だが、ギリシア総統の姿は……いや、魔軍全員がその場から消えていた。
「ゴホッ……ゴホッ……ゴホッ……」
「師! もう、無理をしないでください!」
後から駆けつけた副官のラビアド=ギネスが、痩せ細った身体を抱き止める。
「心配……ない。ザオラル大将、撤退じゃ。あの竜騎兵団の若者、なかなかに優秀じゃ」
ジオラ伯が指した方向を見ると、竜騎兵たちは、ハンフリー団長の指揮下で、土の波を突破し、数万の土兵を駆逐し始めていた。
「……ベルモンド要塞まで退きます」
ザオラル大将はお辞儀をして、颯爽と馬を走らせた。
「ラビアト。この戦は厳しいものになる」
ジオラ伯は、副官の美女に向かって悲壮な表情でつぶやいた。魔軍総統ギリシアの指摘はあっていた。帝国は、中枢を下支えする、若き芽吹きが育っていない。
元四伯のヴォルト=ドネアは、軍神ミ・シルという後継者を得て世代交代に成功した。ラージス=リグラ伯、カエサル=ザリ伯は、中堅の世代に入り今が円熟期だ。
だが、自分だけが、年を老いて……今だそのバトンを渡せずにいる。
他の大国は。帝国という大樹に対抗しようと、あらゆる試行錯誤を重ねていると聞く。肌で感じて。この目で見て思い知らされた。

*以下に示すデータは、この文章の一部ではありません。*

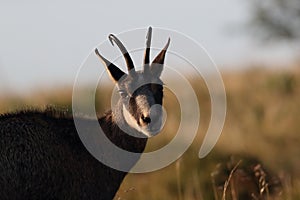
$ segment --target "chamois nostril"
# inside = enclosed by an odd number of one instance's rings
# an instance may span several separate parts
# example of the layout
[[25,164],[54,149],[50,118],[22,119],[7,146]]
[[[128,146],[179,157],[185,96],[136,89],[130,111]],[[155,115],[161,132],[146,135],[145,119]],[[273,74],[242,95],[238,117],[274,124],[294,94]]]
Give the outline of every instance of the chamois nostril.
[[145,117],[144,115],[142,115],[142,120],[145,124],[150,124],[151,123],[151,118],[148,117],[148,116]]

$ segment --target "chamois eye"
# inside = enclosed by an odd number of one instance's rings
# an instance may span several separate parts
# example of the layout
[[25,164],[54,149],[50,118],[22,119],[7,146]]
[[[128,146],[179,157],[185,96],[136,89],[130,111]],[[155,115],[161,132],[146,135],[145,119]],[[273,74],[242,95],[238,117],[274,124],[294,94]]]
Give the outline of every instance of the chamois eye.
[[127,98],[128,97],[128,94],[125,90],[119,90],[119,93],[120,93],[122,98]]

四伯という圧倒的な存在にあぐらをかいた上級貴族たちは、天空宮殿内で賄賂と縁故を駆使した出世競争に没頭し、若き可能性をことごとく潰してきた。
「このままでは……この先、帝国は衰退の一途を辿る」
いや、最前線の自分たち四伯が敗れれば、一気に反帝国連合国が雪崩こむ可能性だってある。
「ゴホッ……ゴホッ……責任は取らねばならん……大地ノ宴」
ジオラ伯が唱えると、数万の土兵を駆逐した竜騎兵団の足が止まる。大地に凄まじいほどの揺れが発生したからだ。竜騎たちがその異変に怯えて、そのまま動かなくなる。
「……凄い」
副官のラビアトが思わずつぶやく。
「あと、数回ほど入れれば十分な足止めになるじゃろ。籠城戦で、他の四伯の打開を待つ……ゴホッ……ゴホッ……」
白髪の老人は、咳き込みながらつぶやいた。